Big Earth data at your fingertips becomes a reality

Big Earth data at your fingertips becomes a reality
Credit: EARTHSERVER

Pushing the boundaries of Big Earth Data processing, the EARTHSERVER project allows researchers access and analyse multi-dimensional data from a wide range of sources.

The , like geology, oceanography and astronomy, generate vast quantities of Big Data. Yet without the right tools scientists either drown in this sea of Big Earth Data or it sits in an archive, barely used.

The vision of the EARTHSERVER is to offer researchers 'Big Earth Data at your fingertips' so that they can access and manipulate enormous data sets with just a few mouseclicks.

'The project was the result of a 'push' and a 'pull',' says project coordinator Peter Baumann, Professor of Computer Science at Jacobs University in Bremen, Germany. 'On the demand side there was a need for new concepts to handle the wave of data crashing down on us. On the supply side we had a data cube technology that is well-suited to this domain.' A data cube is a three- (or higher) dimensional array of values, commonly used to describe a time series of image data.

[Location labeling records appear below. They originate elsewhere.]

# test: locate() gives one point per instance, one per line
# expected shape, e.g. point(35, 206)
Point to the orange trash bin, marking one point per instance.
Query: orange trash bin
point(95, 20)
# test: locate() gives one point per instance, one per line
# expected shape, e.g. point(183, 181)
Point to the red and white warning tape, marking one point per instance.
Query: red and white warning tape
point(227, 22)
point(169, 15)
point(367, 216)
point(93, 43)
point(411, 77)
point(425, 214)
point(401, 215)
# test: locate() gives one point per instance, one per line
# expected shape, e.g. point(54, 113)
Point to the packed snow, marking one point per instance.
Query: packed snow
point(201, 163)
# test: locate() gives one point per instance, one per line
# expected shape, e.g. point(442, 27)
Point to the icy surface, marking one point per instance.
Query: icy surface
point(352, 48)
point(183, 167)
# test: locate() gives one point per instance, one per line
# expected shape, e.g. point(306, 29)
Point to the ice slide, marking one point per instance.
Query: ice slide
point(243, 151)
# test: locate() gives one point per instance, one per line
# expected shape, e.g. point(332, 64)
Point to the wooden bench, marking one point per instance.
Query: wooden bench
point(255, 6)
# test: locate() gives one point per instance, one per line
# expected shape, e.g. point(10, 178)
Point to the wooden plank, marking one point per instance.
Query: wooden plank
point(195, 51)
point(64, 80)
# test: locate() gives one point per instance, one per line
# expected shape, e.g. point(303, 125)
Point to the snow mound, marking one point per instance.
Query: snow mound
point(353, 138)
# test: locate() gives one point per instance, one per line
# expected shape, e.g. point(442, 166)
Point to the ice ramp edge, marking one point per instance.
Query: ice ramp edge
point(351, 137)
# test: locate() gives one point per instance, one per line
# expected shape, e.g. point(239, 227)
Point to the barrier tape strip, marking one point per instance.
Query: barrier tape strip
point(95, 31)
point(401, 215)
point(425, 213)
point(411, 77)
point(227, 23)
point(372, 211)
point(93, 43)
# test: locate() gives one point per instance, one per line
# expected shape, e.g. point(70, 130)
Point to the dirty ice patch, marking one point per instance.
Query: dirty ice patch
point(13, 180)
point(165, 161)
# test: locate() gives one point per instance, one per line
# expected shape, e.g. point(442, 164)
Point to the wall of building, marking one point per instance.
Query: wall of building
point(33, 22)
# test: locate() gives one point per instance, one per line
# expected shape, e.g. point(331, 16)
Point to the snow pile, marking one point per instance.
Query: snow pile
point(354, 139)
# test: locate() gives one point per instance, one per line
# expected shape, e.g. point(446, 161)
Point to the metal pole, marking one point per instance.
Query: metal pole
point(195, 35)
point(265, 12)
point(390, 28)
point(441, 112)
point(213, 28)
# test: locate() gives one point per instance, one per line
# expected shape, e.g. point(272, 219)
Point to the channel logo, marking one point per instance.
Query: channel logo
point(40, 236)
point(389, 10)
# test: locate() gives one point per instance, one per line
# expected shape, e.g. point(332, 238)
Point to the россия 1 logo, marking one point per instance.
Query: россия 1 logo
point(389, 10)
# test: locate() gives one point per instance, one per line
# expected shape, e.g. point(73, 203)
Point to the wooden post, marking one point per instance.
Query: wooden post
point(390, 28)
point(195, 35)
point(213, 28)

Data cubes help researchers access and visualise data

EARTHSERVER built advanced data cubes and custom web portals to make it possible for researchers to extract and visualise earth sciences data as 3-D cubes, 2-D maps or 1-D diagrams. The British Geological Survey, for example, used EARTHSERVER technology to drill down through different layers of the earth in 3-D.

'For the user, data cubes hide the unnecessary complexity of the data,' says Professor Baumann. 'As a user, I don't want to see a million files: I want to see a few data cubes.'

The massive data in the earth sciences is represented by sensor, image, simulation, and statistics data, often with a time dimension. The data typically form regular or irregular grid values with space/time coordinates. EARTHSERVER made these arrays available as data cubes.

Aside from ease-of-use, the data cubes also made it possible to integrate data from different disciplines, and scientists could combine measurement data with data generated from simulations.

Building on existing technologies

To handle Big Earth Data efficiently, EARTHSERVER needed to extend existing technologies and standards. The SQL database query language, for example, is more oriented towards the manipulation of alphanumeric data.

To enable data cubes, the project was built upon rasdaman, a new type of database management system specialised in multi-dimensional gridded data, calledrasters or arrays. Rasdaman enables the flexible, fast extraction of data from Big Earth Data arrays of any size.

'Essentially, we have married the SQL database language with image processing,' says Professor Baumann. 'This is now becoming part of the ISO SQL standard.'

In addition, the project has strongly influenced the Big Earth Data standards of the Open Geospatial Consortium and INSPIRE, the European Spatial Data Infrastructure.

EARTHSERVER's researchers also developed a 'semantic parallelisation' technology that sub-divides a single database query into multiple sub-queries. These are sent to other database servers for processing.

This method allows EARTHSERVER to distribute a single incoming query over more than 1 000 cloud nodes and rapidly answer queries on hundreds of Terabytes in less than a second.